Who says you can’t look good and be a teacher? We all remember that one “hot” teacher we had in middle school or high school.
Nowadays, it seems you can actually get in trouble for being too curvy and attractive.
Patrice Brown, a teacher from Atlanta, has come under fire for being a “distraction” to her students for her apparel choices. America seems to want to know if her attire is inappropriate for the classroom, but is that the real issue?
Part of the issue is the gender bias placed on women.
Men usually aren’t called out for having sexual or distracting parts that can be viewed in the professional world, while women are quite the opposite.
From “cat-calling” to having their worth placed on how they look, the physical appearance of women has been nitpicked by American culture.
If a woman is too skinny, she needs to gain weight. If she is deemed too big, she needs to lose weight. If she is too muscular, society criticizes her for not be feminine enough. If she is skinny, she’s “normal.”
What happens when she is too curvy? Should she should be fired and get publicly shamed for her figure?
Women just can’t seem to win in America. If Brown wore a giant pillow case, it would be seen as seductive in some way.
A different part of the issue is race.
Brown, an African-American woman, is genetically disposed to curves; like most women in the world.
She unrightfully became sexualized and shamed for how she looks because of her physical characteristics that are because of her race. Yet, if someone of a different race wants to get lip-injections, breast implants or a nose job, they’re seen as trendy and fashionable.

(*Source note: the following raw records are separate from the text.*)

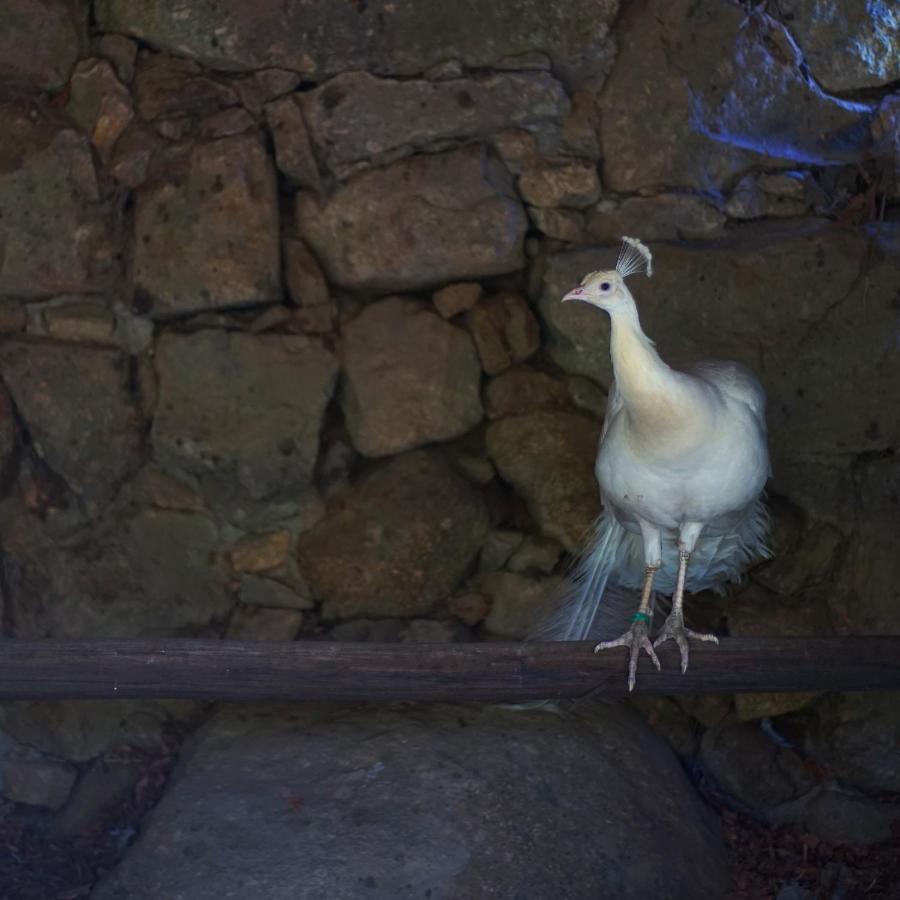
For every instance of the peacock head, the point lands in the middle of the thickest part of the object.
(606, 289)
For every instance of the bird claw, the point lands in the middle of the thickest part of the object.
(637, 638)
(674, 629)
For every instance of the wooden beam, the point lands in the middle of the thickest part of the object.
(321, 670)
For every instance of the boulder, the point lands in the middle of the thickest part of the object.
(849, 45)
(518, 603)
(695, 96)
(241, 412)
(358, 120)
(548, 458)
(55, 230)
(151, 573)
(782, 300)
(410, 378)
(100, 104)
(521, 390)
(207, 232)
(566, 183)
(312, 801)
(856, 736)
(664, 217)
(417, 223)
(40, 41)
(293, 149)
(505, 331)
(397, 543)
(79, 411)
(385, 37)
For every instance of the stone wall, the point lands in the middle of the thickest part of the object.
(282, 352)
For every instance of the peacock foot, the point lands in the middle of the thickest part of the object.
(637, 638)
(674, 629)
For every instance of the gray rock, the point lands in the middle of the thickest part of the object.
(130, 578)
(259, 623)
(398, 543)
(100, 104)
(40, 41)
(315, 802)
(55, 231)
(30, 778)
(293, 150)
(695, 95)
(80, 730)
(535, 554)
(104, 787)
(757, 195)
(357, 120)
(257, 590)
(452, 299)
(79, 411)
(303, 278)
(505, 331)
(857, 735)
(206, 234)
(866, 598)
(241, 413)
(548, 457)
(176, 94)
(663, 217)
(498, 548)
(385, 38)
(521, 390)
(417, 223)
(759, 613)
(121, 52)
(518, 603)
(410, 378)
(752, 768)
(783, 301)
(567, 225)
(562, 183)
(848, 45)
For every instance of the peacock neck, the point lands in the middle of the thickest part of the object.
(652, 393)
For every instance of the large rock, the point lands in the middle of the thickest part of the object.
(40, 41)
(317, 802)
(152, 573)
(241, 412)
(398, 543)
(548, 457)
(358, 120)
(746, 763)
(420, 222)
(505, 331)
(410, 378)
(78, 408)
(848, 45)
(693, 92)
(54, 231)
(856, 736)
(386, 37)
(206, 233)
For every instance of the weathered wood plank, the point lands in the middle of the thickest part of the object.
(314, 670)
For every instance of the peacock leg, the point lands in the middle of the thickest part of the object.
(638, 635)
(674, 627)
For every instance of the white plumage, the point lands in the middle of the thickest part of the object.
(681, 467)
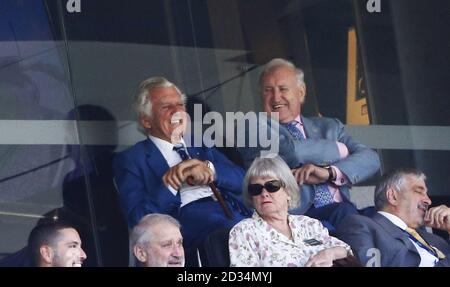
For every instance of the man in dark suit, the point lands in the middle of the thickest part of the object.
(323, 156)
(395, 235)
(163, 175)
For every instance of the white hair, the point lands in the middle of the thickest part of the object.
(142, 102)
(278, 63)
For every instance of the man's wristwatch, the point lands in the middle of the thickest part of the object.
(331, 175)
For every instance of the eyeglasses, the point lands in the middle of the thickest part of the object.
(271, 186)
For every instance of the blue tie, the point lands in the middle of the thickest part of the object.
(181, 150)
(293, 130)
(323, 195)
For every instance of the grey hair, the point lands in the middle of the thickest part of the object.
(279, 63)
(394, 179)
(142, 232)
(142, 103)
(272, 166)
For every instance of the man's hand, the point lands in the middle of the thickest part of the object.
(191, 171)
(310, 174)
(438, 217)
(325, 258)
(200, 174)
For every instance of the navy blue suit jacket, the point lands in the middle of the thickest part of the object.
(138, 173)
(393, 246)
(320, 148)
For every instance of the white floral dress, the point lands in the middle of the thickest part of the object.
(254, 243)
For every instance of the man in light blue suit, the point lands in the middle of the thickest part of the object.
(394, 236)
(163, 175)
(324, 158)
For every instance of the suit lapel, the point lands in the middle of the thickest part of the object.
(394, 231)
(194, 152)
(155, 160)
(312, 131)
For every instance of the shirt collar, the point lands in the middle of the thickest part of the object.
(164, 146)
(298, 119)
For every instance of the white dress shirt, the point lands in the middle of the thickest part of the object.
(188, 193)
(426, 258)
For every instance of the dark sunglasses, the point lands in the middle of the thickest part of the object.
(271, 186)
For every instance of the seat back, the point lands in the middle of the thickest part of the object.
(214, 251)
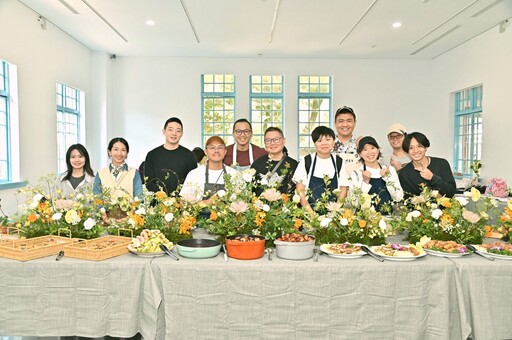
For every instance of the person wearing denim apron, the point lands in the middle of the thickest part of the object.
(311, 183)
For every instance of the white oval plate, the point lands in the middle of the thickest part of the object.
(324, 248)
(398, 258)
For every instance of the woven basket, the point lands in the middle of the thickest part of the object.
(34, 248)
(98, 249)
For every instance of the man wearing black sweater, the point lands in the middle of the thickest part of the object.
(167, 166)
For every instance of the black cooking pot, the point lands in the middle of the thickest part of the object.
(198, 248)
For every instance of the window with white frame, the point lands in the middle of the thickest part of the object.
(468, 129)
(9, 126)
(5, 149)
(68, 121)
(218, 106)
(315, 95)
(266, 98)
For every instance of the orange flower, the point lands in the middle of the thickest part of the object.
(446, 204)
(298, 223)
(32, 218)
(161, 195)
(213, 215)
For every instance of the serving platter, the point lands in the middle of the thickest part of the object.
(445, 254)
(377, 250)
(326, 249)
(133, 251)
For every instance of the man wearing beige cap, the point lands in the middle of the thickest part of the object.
(396, 134)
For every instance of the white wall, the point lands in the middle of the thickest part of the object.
(43, 57)
(132, 97)
(149, 90)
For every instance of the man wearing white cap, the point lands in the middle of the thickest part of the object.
(396, 134)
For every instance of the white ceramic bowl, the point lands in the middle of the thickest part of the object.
(294, 250)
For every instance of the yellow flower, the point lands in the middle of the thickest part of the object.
(475, 194)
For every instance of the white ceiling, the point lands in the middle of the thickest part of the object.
(274, 28)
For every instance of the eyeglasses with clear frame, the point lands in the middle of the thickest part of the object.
(218, 147)
(245, 132)
(273, 140)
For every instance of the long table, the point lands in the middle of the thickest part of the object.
(429, 298)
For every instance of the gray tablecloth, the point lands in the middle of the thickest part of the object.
(76, 297)
(429, 298)
(331, 298)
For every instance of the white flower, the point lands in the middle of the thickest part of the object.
(141, 211)
(325, 222)
(169, 217)
(247, 177)
(382, 224)
(37, 197)
(436, 213)
(89, 223)
(462, 200)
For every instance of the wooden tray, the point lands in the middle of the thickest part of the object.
(33, 248)
(98, 249)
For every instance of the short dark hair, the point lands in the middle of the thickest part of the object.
(171, 120)
(120, 140)
(421, 138)
(242, 120)
(274, 128)
(345, 109)
(87, 165)
(321, 131)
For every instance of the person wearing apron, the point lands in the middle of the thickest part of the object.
(276, 169)
(346, 145)
(242, 153)
(206, 180)
(373, 178)
(310, 182)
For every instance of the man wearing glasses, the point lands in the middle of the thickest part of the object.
(242, 153)
(346, 145)
(276, 169)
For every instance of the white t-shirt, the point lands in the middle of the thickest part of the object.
(323, 167)
(193, 187)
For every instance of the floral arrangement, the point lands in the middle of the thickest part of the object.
(497, 187)
(461, 219)
(45, 212)
(476, 166)
(356, 223)
(149, 241)
(237, 210)
(505, 227)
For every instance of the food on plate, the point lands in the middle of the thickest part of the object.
(398, 250)
(343, 248)
(498, 248)
(446, 247)
(149, 241)
(294, 237)
(246, 239)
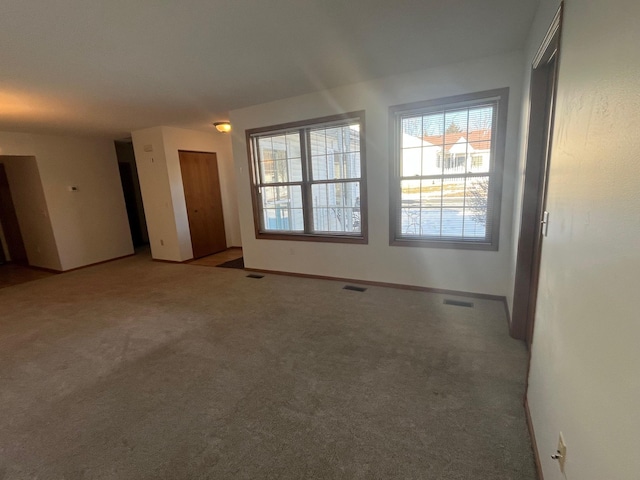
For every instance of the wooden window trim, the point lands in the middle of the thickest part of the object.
(307, 236)
(395, 112)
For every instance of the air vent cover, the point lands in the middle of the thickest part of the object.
(458, 303)
(354, 288)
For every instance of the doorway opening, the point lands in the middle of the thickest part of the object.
(132, 194)
(203, 198)
(534, 217)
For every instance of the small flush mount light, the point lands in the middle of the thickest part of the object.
(224, 127)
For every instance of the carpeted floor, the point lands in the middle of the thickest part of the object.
(145, 370)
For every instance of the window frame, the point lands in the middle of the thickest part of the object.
(304, 127)
(494, 201)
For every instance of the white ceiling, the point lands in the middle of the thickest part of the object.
(108, 67)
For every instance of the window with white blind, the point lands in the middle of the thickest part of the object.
(308, 179)
(446, 181)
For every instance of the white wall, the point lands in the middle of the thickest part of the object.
(584, 378)
(463, 270)
(89, 225)
(163, 193)
(32, 211)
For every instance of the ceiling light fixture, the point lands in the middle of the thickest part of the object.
(223, 127)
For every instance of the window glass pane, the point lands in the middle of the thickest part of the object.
(475, 223)
(478, 200)
(480, 119)
(433, 128)
(329, 151)
(335, 152)
(431, 193)
(452, 222)
(455, 125)
(441, 153)
(453, 192)
(336, 207)
(411, 161)
(280, 158)
(282, 208)
(480, 153)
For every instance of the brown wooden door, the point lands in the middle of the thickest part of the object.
(9, 220)
(533, 224)
(204, 202)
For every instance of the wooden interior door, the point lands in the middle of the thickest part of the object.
(544, 76)
(201, 184)
(10, 226)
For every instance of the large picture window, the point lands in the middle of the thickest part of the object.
(308, 179)
(447, 160)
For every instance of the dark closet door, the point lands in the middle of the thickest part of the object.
(204, 202)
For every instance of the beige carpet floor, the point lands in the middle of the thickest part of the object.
(144, 370)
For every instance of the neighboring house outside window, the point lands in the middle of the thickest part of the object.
(308, 179)
(447, 171)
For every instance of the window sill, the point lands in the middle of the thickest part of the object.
(312, 237)
(450, 244)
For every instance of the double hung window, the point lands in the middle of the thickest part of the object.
(446, 182)
(308, 179)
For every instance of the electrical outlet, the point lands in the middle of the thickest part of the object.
(562, 452)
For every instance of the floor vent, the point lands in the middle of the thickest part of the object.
(354, 288)
(457, 303)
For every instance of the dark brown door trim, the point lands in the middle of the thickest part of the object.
(542, 100)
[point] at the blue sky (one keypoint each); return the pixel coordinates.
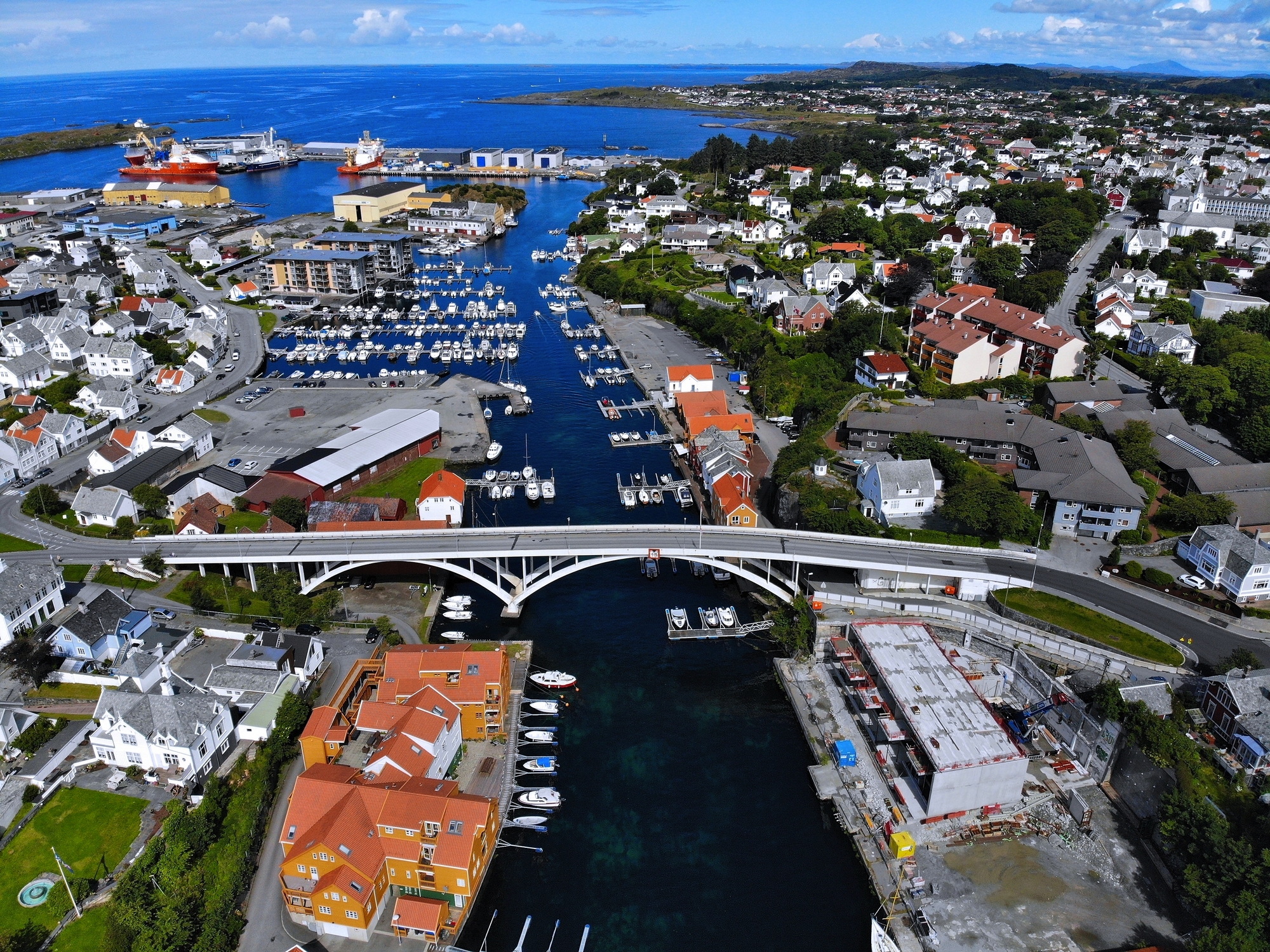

Brown broke no rules under the school’s dress code policy, unless you deem being attractive as a major transgression.
The school in question did speak to her. However, in a “warning fashion,” about her presence on social media. Sounds like even the school knows she did nothing wrong. We need to stop nitpicking at issues like this.
Ms. Brown could easily be out making money off of her looks, but instead chose to do the most important job in the United States: teaching the future of our nation.